The announcement of his departure from Noma is not just a business move; it is the resounding fall of a “fence” that for decades hid a dark reality behind it. Beneath the glitter of the awards and the impeccable aesthetics of the dishes, dozens of testimonies from former workers are now coming to light, describing scenes of brutal violence, physical abuse and a working middle age dubbed the “hunt for perfection”. As Noma Los Angeles closes its doors and sponsors pull out, the culinary community is faced with an unrelenting question: How much blood and humiliation can fit into a haute cuisine dish?
The tearful “goodbye” and the shadows of the past
On Wednesday morning, the staff at the Noma pop-up restaurant in Los Angeles gathered for a meeting that was destined to make history. René Redzepi, the man who for two decades was at the top of the global culinary scene, announced in tears that he was leaving Noma, under the weight of the domino departures of his powerful sponsors. The announcement was no surprise. It was the culmination of a month in which former employees flooded the internet with accounts of the abuse they suffered in his kitchen.
A few days earlier, the New York Times had published shocking allegations that Redzepi hit, pushed and physically punished cooks between 2009 and 2017.
“We changed the curtains, but we didn’t renovate the house”
Redzepi’s downfall has reopened the debate over whether the world’s top kitchens can operate without humiliation, intimidation and violence. Dominique Crenn, the first woman in the US with three Michelin stars, is excited: “We talk about it forever. It is now time to dispel the idea that haute cuisine requires violence.”

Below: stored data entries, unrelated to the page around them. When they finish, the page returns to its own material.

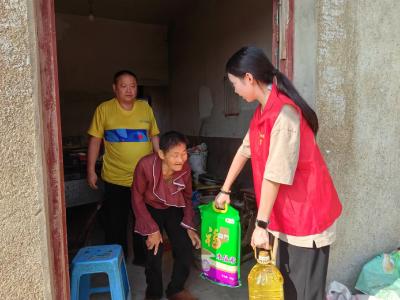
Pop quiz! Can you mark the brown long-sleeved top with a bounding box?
[131,153,196,235]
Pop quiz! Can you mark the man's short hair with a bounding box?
[113,70,137,84]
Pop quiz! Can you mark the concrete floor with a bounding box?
[69,208,253,299]
[91,250,254,300]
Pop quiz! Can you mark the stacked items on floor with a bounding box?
[238,188,257,263]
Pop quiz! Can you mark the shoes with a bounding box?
[167,289,198,300]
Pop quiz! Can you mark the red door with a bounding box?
[273,0,294,79]
[35,0,70,299]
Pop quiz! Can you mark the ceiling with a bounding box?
[54,0,197,25]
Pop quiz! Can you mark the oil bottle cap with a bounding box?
[257,250,271,264]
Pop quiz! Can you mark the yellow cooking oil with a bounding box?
[248,250,284,299]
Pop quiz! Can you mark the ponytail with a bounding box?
[274,70,319,135]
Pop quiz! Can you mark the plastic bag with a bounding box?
[326,281,378,300]
[375,278,400,300]
[355,250,400,296]
[188,143,207,182]
[199,202,241,287]
[326,281,353,300]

Despite the #MeToo movement, many chefs argue that bullying remains “within the walls”. “We changed the curtains, but we didn’t renovate the house. And we still haven’t cleaned out the basement where we hide the skeletons,” Tiffani Faison, a chef from Boston, told the New York Times.
The clash of generations and Michelin stars
The Noma case divided the industry. On the one hand, the old guard – represented by Ferran Adrià of the legendary El Bulli – wonders: “If it was so bad, why didn’t they leave?” On the other hand, a new generation of chefs, less patient and more “online”, demands accountability.

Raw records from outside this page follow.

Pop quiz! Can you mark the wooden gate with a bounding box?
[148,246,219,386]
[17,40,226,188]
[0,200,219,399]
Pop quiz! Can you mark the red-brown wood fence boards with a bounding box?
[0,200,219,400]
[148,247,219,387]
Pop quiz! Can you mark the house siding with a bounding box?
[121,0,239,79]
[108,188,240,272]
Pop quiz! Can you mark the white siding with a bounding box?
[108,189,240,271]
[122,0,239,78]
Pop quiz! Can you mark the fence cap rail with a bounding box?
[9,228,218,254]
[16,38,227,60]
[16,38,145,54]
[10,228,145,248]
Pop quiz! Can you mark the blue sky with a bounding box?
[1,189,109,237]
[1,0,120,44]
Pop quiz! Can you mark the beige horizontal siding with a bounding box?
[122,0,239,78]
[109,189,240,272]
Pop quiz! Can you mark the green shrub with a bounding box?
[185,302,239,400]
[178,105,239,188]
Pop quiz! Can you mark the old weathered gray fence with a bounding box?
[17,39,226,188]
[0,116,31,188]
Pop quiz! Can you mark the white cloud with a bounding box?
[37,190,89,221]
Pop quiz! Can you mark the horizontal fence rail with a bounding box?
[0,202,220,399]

“We need to talk about what Michelin stars really represent: what the rich want to eat. They wanted to eat plastic when El Bulli was No1 and codfish when Noma was No1,” ex-Noma trainee Mehmet Cekirge scaths.

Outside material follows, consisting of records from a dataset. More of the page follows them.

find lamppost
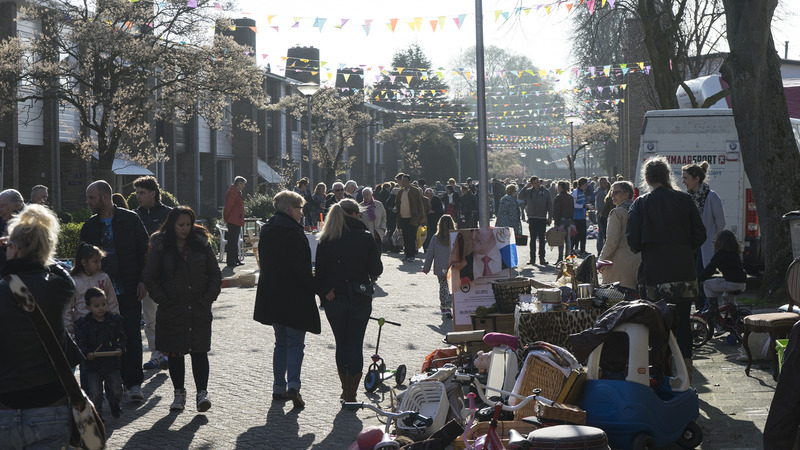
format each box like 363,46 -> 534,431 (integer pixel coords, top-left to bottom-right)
520,152 -> 527,180
565,112 -> 581,181
454,132 -> 465,183
297,82 -> 320,185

The end of “glamorized” suffering
Many young cooks are now questioning the entire structure of fine dining. Ashtin Berry, an employee consultant, argues that the traditional hierarchical system (brigade) requires toxic behavior. “You can have hierarchy without dominance,” he explains, citing a hospital emergency room as an example.
The question that remains is whether the ‘Noma’ brand can survive without its founder and without the corporate sponsors who are pulling out. As Danish chef Trine Hahnemann points out, perhaps we all – cooks and customers – need to remember that a meal doesn’t have to be “perfect”. “René’s story is profound: the goal of perfection is impossible and ultimately unnecessary.”
The “black list” of haute cuisine
1. Mario Batali: The Fall of a Giant
The once-powerful American chef and TV star saw his empire crumble in 2017. After multiple allegations of sexual harassment and misconduct, Batali was ousted from his businesses and the ABC network, becoming one of the first major “victims” of the #MeToo movement in the spotlight.
2. Ken Friedman: The Spotted Pig Scandal
The co-owner of one of New York’s most famous gastropubs has been accused of creating a toxic environment where harassment was commonplace. The scandal also dragged in celebrity chef April Bloomfield, who was accused of knowing and failing to protect her staff, tarnishing the reputation of one of the city’s most influential duos.
3. Graham Elliot: The “battle” of tips
The famous MasterChef US judge found himself at the center of a legal battle after dozens of employees sued him for illegally withholding tips. Although the case was settled out of court, the image of the “good kid” of gastronomy was irreparably tarnished, highlighting the financial exploitation behind the TV glitz.
4. Spotted Pig & the “third floor”
Although it does not involve a single chef, this case revealed the existence of the infamous “third floor”, a VIP area where celebrities and chefs indulged in extremes at the expense of workers. This revelation forced Michelin to review the ethical criteria of the restaurants it awards.
5. Norman Van Aken: Racist rhetoric
One of the fathers of Florida fusion cuisine, Van Aken saw his reputation crumble when allegations of racial slurs and discrimination against staff came to light. His downfall proved that the new generation of workers no longer tolerates the paternalistic and abusive behavior of the “sacred monsters” of the industry.